Sumber dari Hikayat Hasanudin memperkirakan pada sebelum 1446-tahun kejatuhan Campa ke tangan Vietnam. De Hollander menulis, sebelum ke Jawa, Rahmatullah memperkenalkan Islam kepada raja Palembang, Arya Dammar, pada 1440. perkiraan Tome Pires menjadi bertambah kuat. Dalam lawatan ke Jawa, Rahmatullah didampingi ayahnya, kakaknya Sayid Ali Murtadha dan sahabatnya Abu Hurairah (Purwadi, 2009:22).
Rombongan mendarat di kota Bandar Tuban, tempat mereka berdakwah beberapa lama, sampai syekh asmarakandi wafat. Sisa rombongan melanjutkan perjalanan ke trowulan, ibu kota Majapahit, menghadap kertawijaya. Disana Rahmatullah menyanggupi permintaan raja untuk mendidik moral para bangsawan dan kawula Majapahit (Purwadi, 2009:22).
Sebagai hadiah, ia diberi tanah di Ampeldenta, Surabaya. Sejumlah 300 keluarga diserahkan untuk dididik dan mendirikan pemukiman Ampel. Meski raja menolak masuk Islam. Rahmatullah diberi kebebasan mengajarkan Islam pada warga Majapahit, asal tanpa paksaan.

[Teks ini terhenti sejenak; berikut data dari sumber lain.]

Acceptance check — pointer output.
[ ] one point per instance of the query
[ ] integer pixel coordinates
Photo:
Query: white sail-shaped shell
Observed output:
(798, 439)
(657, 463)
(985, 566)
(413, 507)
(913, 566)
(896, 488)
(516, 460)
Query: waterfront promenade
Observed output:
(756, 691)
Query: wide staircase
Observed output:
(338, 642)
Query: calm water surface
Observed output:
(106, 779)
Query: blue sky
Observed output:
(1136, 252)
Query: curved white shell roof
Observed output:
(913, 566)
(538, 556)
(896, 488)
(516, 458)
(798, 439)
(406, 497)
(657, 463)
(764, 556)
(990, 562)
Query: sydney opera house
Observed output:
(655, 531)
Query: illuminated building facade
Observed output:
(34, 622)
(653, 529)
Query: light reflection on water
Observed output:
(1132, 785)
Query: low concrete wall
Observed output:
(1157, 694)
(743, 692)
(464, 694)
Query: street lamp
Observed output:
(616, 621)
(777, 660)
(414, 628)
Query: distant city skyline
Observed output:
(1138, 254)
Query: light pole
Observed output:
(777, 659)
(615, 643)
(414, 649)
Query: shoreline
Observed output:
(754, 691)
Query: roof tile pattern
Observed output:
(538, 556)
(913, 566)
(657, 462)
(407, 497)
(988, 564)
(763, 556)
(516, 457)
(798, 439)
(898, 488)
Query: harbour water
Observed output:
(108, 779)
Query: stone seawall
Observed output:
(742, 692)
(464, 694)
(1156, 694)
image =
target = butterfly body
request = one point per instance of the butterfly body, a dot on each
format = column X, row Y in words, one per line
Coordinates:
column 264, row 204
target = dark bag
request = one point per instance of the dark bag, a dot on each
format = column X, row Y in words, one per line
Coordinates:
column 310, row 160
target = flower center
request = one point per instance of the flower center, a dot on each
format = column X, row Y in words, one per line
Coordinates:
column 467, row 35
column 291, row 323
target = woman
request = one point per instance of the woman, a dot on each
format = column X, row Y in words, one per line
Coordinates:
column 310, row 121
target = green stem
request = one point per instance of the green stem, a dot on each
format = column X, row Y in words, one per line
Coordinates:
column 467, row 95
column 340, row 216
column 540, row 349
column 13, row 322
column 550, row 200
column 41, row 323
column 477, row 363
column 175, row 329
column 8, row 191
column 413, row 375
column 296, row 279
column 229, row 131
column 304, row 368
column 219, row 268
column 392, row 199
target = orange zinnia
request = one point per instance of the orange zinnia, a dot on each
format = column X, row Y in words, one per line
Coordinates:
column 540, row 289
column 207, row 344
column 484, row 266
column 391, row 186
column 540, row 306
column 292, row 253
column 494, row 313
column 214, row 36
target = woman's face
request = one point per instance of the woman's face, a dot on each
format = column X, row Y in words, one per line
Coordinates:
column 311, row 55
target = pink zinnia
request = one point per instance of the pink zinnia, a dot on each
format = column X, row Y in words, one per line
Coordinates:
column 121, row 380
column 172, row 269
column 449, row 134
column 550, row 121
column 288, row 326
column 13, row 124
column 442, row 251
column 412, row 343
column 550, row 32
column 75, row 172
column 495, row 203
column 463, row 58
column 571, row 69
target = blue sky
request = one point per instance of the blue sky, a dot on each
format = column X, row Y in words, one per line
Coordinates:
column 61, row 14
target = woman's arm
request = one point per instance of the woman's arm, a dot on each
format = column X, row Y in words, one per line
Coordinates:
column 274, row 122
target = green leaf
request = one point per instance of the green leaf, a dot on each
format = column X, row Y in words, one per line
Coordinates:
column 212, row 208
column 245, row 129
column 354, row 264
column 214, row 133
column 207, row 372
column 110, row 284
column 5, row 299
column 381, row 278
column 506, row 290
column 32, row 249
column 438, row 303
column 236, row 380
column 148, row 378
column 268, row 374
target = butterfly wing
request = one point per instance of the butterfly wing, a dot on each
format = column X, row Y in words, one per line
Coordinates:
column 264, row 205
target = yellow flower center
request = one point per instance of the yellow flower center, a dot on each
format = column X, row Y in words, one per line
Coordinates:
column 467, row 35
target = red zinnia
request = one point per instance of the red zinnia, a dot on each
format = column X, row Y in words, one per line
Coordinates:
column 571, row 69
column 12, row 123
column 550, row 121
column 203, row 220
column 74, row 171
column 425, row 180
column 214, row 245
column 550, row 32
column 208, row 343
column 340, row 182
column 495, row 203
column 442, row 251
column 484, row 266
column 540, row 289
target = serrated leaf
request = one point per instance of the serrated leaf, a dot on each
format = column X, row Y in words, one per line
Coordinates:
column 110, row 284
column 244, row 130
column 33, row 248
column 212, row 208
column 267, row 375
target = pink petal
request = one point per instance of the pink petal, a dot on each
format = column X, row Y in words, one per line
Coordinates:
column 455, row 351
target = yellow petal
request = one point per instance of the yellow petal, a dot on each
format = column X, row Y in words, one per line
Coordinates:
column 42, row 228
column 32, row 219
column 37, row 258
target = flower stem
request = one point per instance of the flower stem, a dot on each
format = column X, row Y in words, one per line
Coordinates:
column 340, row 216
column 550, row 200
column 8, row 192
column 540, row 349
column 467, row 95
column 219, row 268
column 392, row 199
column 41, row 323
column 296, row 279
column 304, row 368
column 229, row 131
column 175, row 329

Selama tinggal di Majapahit, rahmatullah dinikahkan dengan Nyai Ageng Manila, putri Tumenggung Arya Teja, Bupati Tuban (Purwadi, 2009:22).
Prabu Brawijaya V mungkin tidak begitu menyadari akan hal ini. Bahkan beliau sendiri mengambil selir seorang putri Cina yang yang sudah masuk agama Islam. Putri cina tersebut mempengaruhi keagamaan Prabu Brawijaya V. sementara kadipaten-kadipaten di daerah pedalaman yang masih setia dengan agama budha, kecewa dengan prabu Brawijaya V yang dianggap lemah. Misalnya kadipaten ponorogo yang waktu itu dikuasai oleh Suryangalam hendak memisahkan diri dengan Majapahit karena menganggap tidak mampu lagi dijadikan payung. Dalam kondisi politik yang demikian para Wali bertindak cepat mengambil simbol kerajaan Majapahit dan memboyongnya ke Demak, dan mendirikan kerajaan Islam pertama kali di Jawa (Purwadi, 2006:82).